I arrived tentatively at the number 18 to figure in two backup drives. I’ve been pointed in the direction of Z3 (what I use currently),
This is a bit ambiguous, but it sounds like you mean you’re only looking at a single vdev plus some SPARE
s, which would be a mistake with this many drives. You can build a pool out of essentially any number of drives and/or vdevs, but given that you aren’t locked into a specific set of hardware yet, it makes sense to buy your hardware in order to build the best pool, rather than building the best pool you can out of the hardware you’re already locked into.
This means pick topology first, then worry about how many drives you need (and what capacities) later. The usual choices here are as follows:
- 2n mirrors – highest possible performance, single redundancy, 50% SE
- 3n Z1 – very high performance, single redundance, 67% SE
- 4n Z2 – high performance, dual redundancy, 50% SE
- 6n Z2 – moderate performance, dual redundancy, 67% SE
- 10n Z2 – acceptable performance, dual redundancy, 80% SE
I don’t really recommend Z3 at this scale.
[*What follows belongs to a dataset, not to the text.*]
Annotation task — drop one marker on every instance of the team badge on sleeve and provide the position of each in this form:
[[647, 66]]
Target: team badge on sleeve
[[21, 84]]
The “SE” above refers to Storage Efficiency, the ratio of total capacity vs usable capacity. Worth noting: that’s a maximum storage efficiency, not a guarantee. If you store a lot of small blocks, you won’t get the efficiency shown above: for example, if you need to store a single 4KiB file on a 10-wide Z2 with recordsize=1M
, that single 4KiB file will actually take up 3MiB (one 1MiB block of data, and two 1MiB blocks of parity).
While you absolutely can do different widths than the ones above, you should be aware that when it comes to incompressible data, they won’t perform optimally. For example, a 10-wide Z2 needs to store each block on 8 data disks and two parity disks. Recordsize is always a power of 2, which means that recordsize/8
is an even number, which means it doesn’t need padding. An 11-wide Z2 would try to store the same 1MiB of data divided among nine disks, which doesn’t add up evenly, which means “padding” to make up the difference–wasted space on disk, and wasted performance coming back off the disk.
So, now that you know all that, the question becomes which topology appeals to you the most? Whichever one, you build your pool out of those building blocks: an array of 2n mirrors, 3n Z1, 4n Z2, 6n Z2, or 10n Z2 vdevs. As many vdevs total as you need to meet your capacity goals; and each additional vdev means additional performance capability as well.
Hold up, didn’t I just get done telling you that adding disks doesn’t often help? Yes, but that’s in terms of the disk count itself, not the vdev count. Four 2n mirrors outperforms three 2n mirrors. Four 10n Z2 outperforms three 10n Z2. You get the idea. What doesn’t fly is thinking that 20 disks in two 10n Z2 vdevs will outperform 10 disks in 2n mirror vdevs–because even though the total drive count of the mirrored pool is only half that of the Z2 pool, the underlying topology is immensely higher performing for the mirrors, and therefore the much smaller final pool is faster than the larger pool is.